A mystery: at one time he had existed, now he did not. It was time to face the most unsatisfactory result of all: his uncle was not in Halifax but somewhere else in Canada – or, for that matter, he could be anywhere. And it explained why no one seemed to know of a Kydd in Halifax. He would regretfully conclude his search and write to his father accordingly.
‘If you’d be so good, Tom . . .’ Adams seemed anxious, but it did not take much imagination to grasp why he would want to absent himself from church that Sunday morning.
‘I trust she’s so charming you hold it of no account that you put your immortal soul to hazard?’ Kydd said. The captain had made it plain that he wanted an officer from Tenacious at the morning service on Sundays, and it was Adams’s turn.
Kydd had no strong feelings about religion, although he enjoyed the hearty singing of the grand old hymns.

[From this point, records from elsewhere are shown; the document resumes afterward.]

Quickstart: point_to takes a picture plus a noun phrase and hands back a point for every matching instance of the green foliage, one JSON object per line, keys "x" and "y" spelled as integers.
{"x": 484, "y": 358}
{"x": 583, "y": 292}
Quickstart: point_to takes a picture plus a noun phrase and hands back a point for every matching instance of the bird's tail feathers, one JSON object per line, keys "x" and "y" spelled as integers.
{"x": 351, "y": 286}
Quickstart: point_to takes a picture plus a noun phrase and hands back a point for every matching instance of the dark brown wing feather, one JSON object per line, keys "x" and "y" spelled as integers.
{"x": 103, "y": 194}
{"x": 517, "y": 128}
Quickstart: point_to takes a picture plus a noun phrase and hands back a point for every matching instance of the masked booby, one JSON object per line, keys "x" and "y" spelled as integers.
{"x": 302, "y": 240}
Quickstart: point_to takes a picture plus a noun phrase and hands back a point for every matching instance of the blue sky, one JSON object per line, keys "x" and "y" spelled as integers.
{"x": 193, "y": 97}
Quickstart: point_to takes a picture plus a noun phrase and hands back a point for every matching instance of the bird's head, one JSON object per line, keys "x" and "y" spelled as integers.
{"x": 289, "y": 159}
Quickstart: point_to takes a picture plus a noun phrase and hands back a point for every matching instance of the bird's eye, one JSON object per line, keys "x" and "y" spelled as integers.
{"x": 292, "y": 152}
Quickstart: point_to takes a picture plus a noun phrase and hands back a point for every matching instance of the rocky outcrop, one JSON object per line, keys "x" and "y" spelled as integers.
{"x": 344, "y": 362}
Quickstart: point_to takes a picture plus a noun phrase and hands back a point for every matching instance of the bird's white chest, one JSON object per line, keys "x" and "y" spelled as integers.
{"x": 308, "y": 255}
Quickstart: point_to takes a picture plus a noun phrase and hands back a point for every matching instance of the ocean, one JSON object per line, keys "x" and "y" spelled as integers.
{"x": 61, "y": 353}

With his Methodist upbringing he was inured to sitting inactive for long periods.
Army officers with ladies on their arms swept into the church. Other ranks waited respectfully outside and would crowd in later. Kydd took off his hat and made his way inside, settling for an outside seat in a pew towards the front, nodding to the one or two other naval officers scattered about.
A pleasant-faced woman sat down next to him and flashed him an impish smile. ‘There, my dear,’ said the stern, stiffly dressed man by her, settling a rug about her knees.
‘Thank you,’ she said, and as soon as it was seemly to do so, turned to Kydd and whispered, ‘I don’t think I’ve seen you here, sir.’
‘Lieutenant Kydd of the Tenacious,’ he whispered back, unsure of the etiquette of the occasion.
‘Mrs Cox. Your first visit to Halifax, Lieutenant?’
The church was filling fast but the front pew was still decorously empty.